Many are around the parks, especially around those that are super busy in summer. We often stayed in those, because the prices were lower and the amenities better.
However, there are exceptions. At St. Mary (outside Glacier National Park), you can only get a campsite for $30, whereas it only costs $20 inside the national park. It’s actually a smart strategy because you gotta stay somewhere when the campgrounds inside Glacier are full…
Sometimes it’s better and calmer to stay outside the national or state park. At Custer State Park, we enjoyed the peace of our campsite outside the park. At Yellowstone, we loved the quietness and view but hated to drive 60 miles every day to get to the West entrance.
So I would always suggest staying inside Yellowstone and Glacier, because of the convenient conditions.
Cheap option for camping in the U.S. – National Forests and BLM
My favorite every now and then: Camping in national forests. Camping in the U.S. can get very pricey. It actually was a surprise to me because I believed camping had to be cheaper than hotels and motels, but some campgrounds actually cost $30 or more.
National forests offer a cheap alternative to other campgrounds.
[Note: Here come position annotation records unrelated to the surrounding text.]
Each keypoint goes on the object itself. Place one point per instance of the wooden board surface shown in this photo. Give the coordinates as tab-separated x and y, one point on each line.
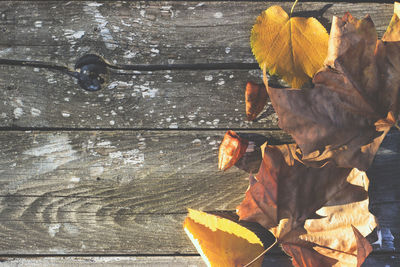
149	32
123	192
113	172
167	261
156	32
162	100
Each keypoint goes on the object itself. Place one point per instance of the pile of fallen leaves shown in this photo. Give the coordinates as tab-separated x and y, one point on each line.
311	195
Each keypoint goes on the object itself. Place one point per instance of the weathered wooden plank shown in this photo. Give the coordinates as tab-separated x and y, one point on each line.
168	168
120	261
155	261
158	100
384	175
122	192
155	32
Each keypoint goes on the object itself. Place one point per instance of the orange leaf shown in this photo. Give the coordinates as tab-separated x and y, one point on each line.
231	150
310	211
256	97
222	242
347	114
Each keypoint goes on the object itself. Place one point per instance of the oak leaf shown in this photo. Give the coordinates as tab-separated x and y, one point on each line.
292	47
222	242
355	98
232	148
314	213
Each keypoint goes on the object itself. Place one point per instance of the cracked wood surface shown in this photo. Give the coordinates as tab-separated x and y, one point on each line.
112	172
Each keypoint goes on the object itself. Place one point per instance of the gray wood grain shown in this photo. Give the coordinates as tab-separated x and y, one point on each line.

On designated campgrounds, you will pay between $5 and $12. The price depends on the area and the amenities (if they have a pit toilet or flush toilet). They usually all have fire rings, water sources, and picnic tables.
Another cheap option would be the campgrounds on BLM (Bureau of Land Management). The price range is $4 to $10 but also varies between the states. We haven’t been on BLM land, so I cannot share any experiences, but here is some more info.
Free (dispersed) camping in the U.S.
Another option to save money is dispersed camping or boondocking. When I read that you can stay in national forests for free, I was super happy. It’s finally a way to save a little money every now and then. However, you – of course – have to play by the rules:
- Only camp at places, where there already is a visible campsite. It’s mostly on the side of some roads – looks like coves.
- Don’t build new fire pits. Use the ones that are already there. That’s not a problem at all – believe me!
- The campsite has to be 100 to 150ft away from major roads, campgrounds, or trails.
- Check other rules at your specific national forest. Some have fire restrictions because of the dry season, etc.
On BLM land you are also allowed to camp for free. However, you have a 14-day limit within 28 days. The BLM rules can differ throughout the country, so make sure to check the BLM website of the certain state you want to travel to.
On both lands you can park your car, RV, or pitch your tent – it doesn’t matter.
My favorite resource to find free campsites
On freecampsites.net you will find a lot of free or cheap campsites. There are many campsites registered, which make free camping in the U.S. much easier. You will always find a description. It can be anything: national forest, forest, parking lots, etc. You will see that you can also find paid campgrounds on this websites. It’s really handy!
You can also contribute by reviewing the camps and submitting new campsites.
Alerts & Safety
Please, always look up alerts and safety precautions on the websites.
The flora and fauna of the U.S. are diverse and so are the safety precautions that you should know about before you pitch your tent somewhere. It might just be warnings about bears and instructions where you should keep your food.
However, it could also contain hazardous alerts or a forest fire evacuation. So stay safe and inform yourself about regional or seasonal warnings.